Wednesday, December 29, 2010

Unleashing the Marathoner

Two blogs ago, I discussed my version of those lingering questions that fall out at the end of one athletic season and the beginning of the next. Question number two in that list is one that plagues me to no end: "How do I reconcile my passion to run marathons with my desire to race well in triathlons?" After the question, I included the following parenthetical thought: "Whether you call it a need or an obsessive-compulsive behavior, it's something I MUST do."

What the hell does that mean? Will I die if I resist running marathons? Probably not. But I don't really want to find out. A month ago, when I realized I'll be in Orlando the weekend of the Walt Disney World Marathon (January 9), I registered immediately. I gave it very little thought -- it didn't even occur to me that I had not run over 13 miles since October.

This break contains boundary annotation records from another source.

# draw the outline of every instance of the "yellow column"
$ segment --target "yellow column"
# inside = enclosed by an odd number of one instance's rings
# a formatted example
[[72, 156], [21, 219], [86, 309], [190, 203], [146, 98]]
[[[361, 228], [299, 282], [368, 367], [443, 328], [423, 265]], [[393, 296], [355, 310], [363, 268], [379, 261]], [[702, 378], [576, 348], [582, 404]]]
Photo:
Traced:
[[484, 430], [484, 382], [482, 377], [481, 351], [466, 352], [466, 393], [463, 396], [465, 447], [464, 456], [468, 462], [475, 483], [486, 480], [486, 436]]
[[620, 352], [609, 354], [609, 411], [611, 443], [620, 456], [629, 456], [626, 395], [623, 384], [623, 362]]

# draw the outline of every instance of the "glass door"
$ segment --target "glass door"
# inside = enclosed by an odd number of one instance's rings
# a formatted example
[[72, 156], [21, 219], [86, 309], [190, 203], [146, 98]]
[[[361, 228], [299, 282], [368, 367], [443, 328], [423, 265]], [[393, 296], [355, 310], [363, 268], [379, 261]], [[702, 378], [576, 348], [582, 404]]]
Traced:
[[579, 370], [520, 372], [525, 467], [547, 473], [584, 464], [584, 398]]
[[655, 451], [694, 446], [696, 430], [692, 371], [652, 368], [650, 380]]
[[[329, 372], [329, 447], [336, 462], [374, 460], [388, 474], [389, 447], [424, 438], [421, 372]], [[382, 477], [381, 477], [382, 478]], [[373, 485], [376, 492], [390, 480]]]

The thing is, I sometimes do believe I have a basic NEED to run. If I don't run, I get crazy and I can't think straight. No other sport has this effect on me (i.e., avoids making me crazy and helps me think straight). There may have been a time I didn't run, but I don't remember it. Even in elementary school -- it may not have been organized running, and some people may have called it "playing" -- I ran. I was restless if I didn't. My athletic "career" probably started with being the fastest 50-yard-dash runner in my elementary school. Yes, I even beat the boys. I'm sure my girlfriends were mortified and it probably eliminated my chances of having a "boyfriend." But I was 10. I still had places to go (and run to).

That day I became a competitor. And a "runner." At only one other moment in my life did I become acutely aware of the importance of running. I was a senior in high school. I was having a very bad day. "Bad" is relative when you're in high school -- this particular bad day, embarrassingly enough, may have been due to a "B" on an exam. After mentally beating myself up at track practice, my track coach, the incomparable John Klarman, kicked me off the track and sent me off on a three-mile run. ALONE. I had never run ALONE before (I was a quarter-miler, for cryin' out loud, we LIVED in a group on the track). As I pounded the pavement, ALONE, my mind cleared. Upon returning to the track, I didn't (and still can't) remember exactly what had sent me into such a bad state that day.

From that day on, running has become the antidote. All the people close to me have discovered it: when Jeanne is having a bad day, send her out running. My room-mates in college did it. My friends do it. My husband does it. Like a Hyde-Jekyll transformation, I usually come back a different person from when I left.

Unfortunately, as a triathlete with a running problem, I still want to run (and excel) at marathoning. I used to think it would be difficult because of the required time commitment -- just for running and not including the other two sports. But if 2010 has taught me anything, it's that it may be possible to have both. In Detroit in October, I learned I can actually perform somewhat respectably (3:06) at the marathon distance with as little as 35-40 miles of running per week. In Pittsburgh in May, I also learned, to my own shock and disbelief, that I possess the ability to run a marathon "for fun." (Although, it's only fair to note that my attitude in Pittsburgh may have been additionally influenced by the rewards: breakfast at Piper's Pub and a trip to IKEA on the way home.)

Heading into 2011, then, will require me finding a balance. Racing marathons while training for triathlons IS possible, with a slight adjustment of goals and a constant reminder to myself why it is that I run in the first place. Running is the reason, the mentality. Racing is just the icing on the cake. I'll can still go on eating the cake...

...wait, that was a bad analogy. I like the icing better (sometimes I only want the icing and NOT the cake)...

...Let's try again. Running is the basic need, the way of life. Racing marathons is just another data point. It proves to others that you do it, but it's not really necessary for survival. My ultimate goal must lie elsewhere until I stand, once more, at that beach on Ali'i Drive.


  1. I’m glad you put the whole “somewhat respectable 3:06 marathon” comment toward the end of this post for I was only pissed off for the last couple of paragraphs.

    As we were both born in 1965 I’m sure you will remember the entire family gathered around the television to watch that “kind of neat” lunar landing. Yes, landing on the moon was just so “okay”.

    You are a runner. No getting away from it and, as we no longer (you no longer, me never) have the physical ability to represent our country in the Olympic Games or compete at a professional level then I would strongly recommend that you qualify for Kona in Utah and then enjoy the crap out of running and swimming and riding. And yes, I will thank you not to make any “Special” Olympics jokes about me to Jim.

    Happy New Year!!


  2. Racing marathons will not help your triathlon times. Your running might improve a little but while you are racking up the miles (and fatigue) your competition is on the trainer and getting better on the bike. I saw it last year and I see it this year.

    You answered the question of why do your run – but why do you do triathlons? (That question is really for me).